While the new regulations are still in the initial stages, Taylor said credit unions are still required to self-audit, attest annually they are compliant and provide a breach notification to the superintendent.

“If credit unions are not complying with the regulations and end up suffering from a breach, they would inevitably need to dip into their pockets,” said Taylor. “Apart from a class action litigation that oftentimes follows security breaches, non-compliance puts credit unions’ credibility and reputation on the line with an incredibly negative impact due to the breach.”

Wanted: CISOs
For IT departments in New York, it won’t necessarily be business as usual, as they will be tasked with an array of new responsibilities and requirements.

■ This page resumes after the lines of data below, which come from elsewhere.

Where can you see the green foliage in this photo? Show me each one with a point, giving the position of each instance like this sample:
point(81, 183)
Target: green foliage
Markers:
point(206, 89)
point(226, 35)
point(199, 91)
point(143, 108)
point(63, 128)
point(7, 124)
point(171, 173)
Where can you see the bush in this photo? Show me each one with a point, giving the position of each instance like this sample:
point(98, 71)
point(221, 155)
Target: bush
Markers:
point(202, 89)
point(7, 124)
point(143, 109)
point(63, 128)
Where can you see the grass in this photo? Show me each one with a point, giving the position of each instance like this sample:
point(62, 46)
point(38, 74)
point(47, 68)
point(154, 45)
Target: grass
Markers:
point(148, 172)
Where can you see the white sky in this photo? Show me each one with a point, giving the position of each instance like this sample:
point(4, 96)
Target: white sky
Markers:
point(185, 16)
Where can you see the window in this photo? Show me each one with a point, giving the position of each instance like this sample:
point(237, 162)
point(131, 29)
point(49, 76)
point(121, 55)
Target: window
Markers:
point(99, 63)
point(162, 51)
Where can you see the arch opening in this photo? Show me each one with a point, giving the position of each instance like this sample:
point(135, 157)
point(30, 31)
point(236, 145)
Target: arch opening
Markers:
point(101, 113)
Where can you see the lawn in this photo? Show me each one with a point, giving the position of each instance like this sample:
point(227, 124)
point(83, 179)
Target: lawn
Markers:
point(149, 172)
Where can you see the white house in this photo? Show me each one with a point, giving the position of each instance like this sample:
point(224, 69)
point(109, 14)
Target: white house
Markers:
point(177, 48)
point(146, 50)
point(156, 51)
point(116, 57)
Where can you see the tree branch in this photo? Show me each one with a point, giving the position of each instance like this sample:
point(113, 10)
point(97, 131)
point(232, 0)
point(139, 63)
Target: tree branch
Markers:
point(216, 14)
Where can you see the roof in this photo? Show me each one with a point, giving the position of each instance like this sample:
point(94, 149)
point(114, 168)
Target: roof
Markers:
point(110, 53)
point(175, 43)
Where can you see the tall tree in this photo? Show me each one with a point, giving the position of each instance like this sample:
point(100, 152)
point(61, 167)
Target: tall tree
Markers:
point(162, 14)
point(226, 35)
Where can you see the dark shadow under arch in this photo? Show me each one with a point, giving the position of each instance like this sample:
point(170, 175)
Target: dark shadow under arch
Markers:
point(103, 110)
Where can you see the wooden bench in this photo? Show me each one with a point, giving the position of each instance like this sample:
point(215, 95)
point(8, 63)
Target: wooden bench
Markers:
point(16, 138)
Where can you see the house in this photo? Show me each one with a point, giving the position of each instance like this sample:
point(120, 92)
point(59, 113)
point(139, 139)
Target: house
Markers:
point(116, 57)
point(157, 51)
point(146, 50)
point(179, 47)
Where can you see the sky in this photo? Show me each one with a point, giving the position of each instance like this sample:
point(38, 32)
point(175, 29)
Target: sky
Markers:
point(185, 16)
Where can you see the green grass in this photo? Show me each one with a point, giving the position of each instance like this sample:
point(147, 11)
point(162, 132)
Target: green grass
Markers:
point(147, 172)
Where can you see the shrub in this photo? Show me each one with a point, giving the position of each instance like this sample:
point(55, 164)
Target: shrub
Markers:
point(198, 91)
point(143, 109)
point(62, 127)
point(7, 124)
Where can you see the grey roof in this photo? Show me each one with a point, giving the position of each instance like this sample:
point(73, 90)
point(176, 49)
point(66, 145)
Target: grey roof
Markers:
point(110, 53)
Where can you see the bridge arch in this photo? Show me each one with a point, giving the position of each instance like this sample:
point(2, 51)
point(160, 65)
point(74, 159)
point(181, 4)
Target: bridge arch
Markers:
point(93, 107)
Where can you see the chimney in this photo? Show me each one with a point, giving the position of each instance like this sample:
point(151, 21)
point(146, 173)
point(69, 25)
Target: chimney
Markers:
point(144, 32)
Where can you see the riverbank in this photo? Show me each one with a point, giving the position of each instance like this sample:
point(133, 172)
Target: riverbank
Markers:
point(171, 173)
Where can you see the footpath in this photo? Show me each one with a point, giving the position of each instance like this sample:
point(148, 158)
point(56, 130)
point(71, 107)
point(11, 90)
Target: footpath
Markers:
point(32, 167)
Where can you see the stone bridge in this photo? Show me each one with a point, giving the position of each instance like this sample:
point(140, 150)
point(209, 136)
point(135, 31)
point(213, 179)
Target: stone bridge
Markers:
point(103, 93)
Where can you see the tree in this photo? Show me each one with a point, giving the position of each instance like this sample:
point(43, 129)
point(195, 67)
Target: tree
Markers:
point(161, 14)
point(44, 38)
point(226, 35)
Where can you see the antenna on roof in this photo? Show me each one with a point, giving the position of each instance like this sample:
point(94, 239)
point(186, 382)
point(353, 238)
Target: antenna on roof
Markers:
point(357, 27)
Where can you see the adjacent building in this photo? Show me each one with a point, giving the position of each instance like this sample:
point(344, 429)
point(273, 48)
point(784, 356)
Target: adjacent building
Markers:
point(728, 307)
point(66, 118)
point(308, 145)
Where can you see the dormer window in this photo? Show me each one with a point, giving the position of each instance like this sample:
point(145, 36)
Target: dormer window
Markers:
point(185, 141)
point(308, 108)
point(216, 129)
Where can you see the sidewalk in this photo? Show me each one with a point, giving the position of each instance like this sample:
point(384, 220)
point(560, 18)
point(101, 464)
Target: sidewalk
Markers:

Apart from establishing “a strong and cohesive” cybersecurity program, Taylor said, IT employees must also adopt a robust cybersecurity policy.

“Credit unions need to hire a chief information security officer (CISO) and implement privacy policies and best practices for third-party service providers,” said Taylor. “The IT team will be loaded with conducting periodic risk assessments to ensure compliance and are responsible for notifying the superintended within 72 hours of determining a cyber incident that is likely to impact or harm any material part of the credit union, or if notice needs to be given to an additional regulatory body.”

When determining whether or not third-party vendors are adhering to the new cybersecurity regulations, Harrison said it’s better to practice “extreme caution” regarding matters of compliance.

“Credit unions should operate under the assumption that third parties are non-compliant and restrict their privileges to the bare minimum needed to conduct business,” said Harrison.

Whether New York’s forward-leaning cybersecurity efforts will reduce breaches or spur other states to follow suit remains an all-important unknown.

“While the New York regulations may lead to a more structured cybersecurity program for credit unions, they also have the potential to backfire and end up costing institutions a lot of money for little results— no cybersecurity efforts in place,” said Taylor. “An alternative would be to consider model laws that tend to bridge the gap between competing viewpoints across several states since they cover a wide range of subjects, but they need to first be approved by organizations developing them before state lawmakers can take a look.”